In provincia di La Spezia la Val di Vara si è procurata da anni la fama di “valle del biologico”; il 4 gennaio di quest’anno l’autorevole quotidiano inglese The Guardian l’ha definita “la valle più verde d’Italia” inserendola nella “top list” dei venti luoghi del mondo da visitare nel 2020 (ancora non si immaginava l’arrivo del coronavirus…) per l’importanza dei suoi progetti di conservazione dell’ambiente e delle comunità; grazie alla visione di un “sindaco illuminato” (così dice The Guardian) e all’entusiamo di allevatori, contadini, ristoratori, albergatori e operatori turistici oggi più della metà dei terreni dedicati all’agroallevamento dell’alta valle sono coltivati con metodi biologici. Nel 2013 è nato il Biodistretto Val di Vara, con sede a Varese Ligure, che si prefigge – tra l’altro – di favorire, valorizzare, sostenere e promuovere lo sviluppo delle produzioni biologiche della vallata e delle relative filiere collegate, promuovendone il consumo anche oltre i confini del distretto, tutelare e preservare le tradizioni culturali locali, l’agro-biodiversità e l’ambiente naturale, favorire le attività e i progetti (anche a livello europeo) per l’innovazione in campo agricolo e zootecnico. Percorrendo le tortuose strade dell’alta valle è normale scorgere nei prati piccole mandrie di mucche che pascolano brade. Ma ben più antica del Biodistretto è la Cooperativa Casearia Val di Vara, nata anch’essa a Varese Ligure nel lontanissimo 1978, che trasforma in loco, nel proprio caseificio, tutto il latte prodotto dai soci producendo formaggi stagionati e freschi e ricotta. Nella media valle, a Brugnato, dal 1956 lavora anche un caseificio autonomo, il cui prodotto di maggior risalto è la mozzarella, classificata PAT (Prodotto Agricolo Tradizionale).
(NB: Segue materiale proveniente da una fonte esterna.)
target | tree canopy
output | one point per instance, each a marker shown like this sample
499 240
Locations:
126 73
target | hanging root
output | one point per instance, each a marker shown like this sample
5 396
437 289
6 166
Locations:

Nell’edizione 2009 della manifestazione internazionale Cheese organizzata dalla Fondazione Slow Food, il Caseificio Esposito ha ottenuto il Premio Locale del Buon Formaggio per l’impegno e la passione nella diffusione della produzione casearia buona, pulita e giusta.
Entrando in provincia di Genova, come non salire nell’aperta, luminosa, fiorita, boscosa, profondamente appeninica Val d’Aveto? La patria della mucca Cabannina, unica razza autoctona dell’entroterra ligure, di taglia piccola, mantello bruno con una striscia (la riga mulina) color crema sulla linea dorso-lombare, rustica, con gli arti corti e robusti adatti all’alpeggio brado in montagna dalla primavera al tardo autunno; la “razza bovina cabannina” è un Presidio Slow Food. Un animale sia da carne sia soprattutto da latte; le cabannine producono molto meno latte dele altre razze lattifere e per questo hanno rischiato di scomparire: all’inizio del XX secolo c’erano circa 40.000 capi, ora sono poche centinaia; producono poco latte ma di altissima qualità, ricco dei profumi e dei sapori dei pascoli magri e ricchi di arbusti dell’Appennino Ligure, che dà vita a una linea di formaggi a latte crudo ormai ben sistemati nel mercato caseario regionale. Gli allevatori afferenti al Presidio sono distribuiti prevalentemente in Val d’Aveto ma alcuni hanno stalle e caseifici in altre parti del Levante ligure, nelle valli Vara, Sturla, Fontanabuona, Scrivia, Polcevera; non praticano alcuna forma di allevamento intensivo, lasciando lunghi periodi di “asciutta” alle vacche per farle riposare senza costringerle a una superproduzione, certamente più redditizia per gli allevatori ma foriera di malattie e malesseri per gli animali.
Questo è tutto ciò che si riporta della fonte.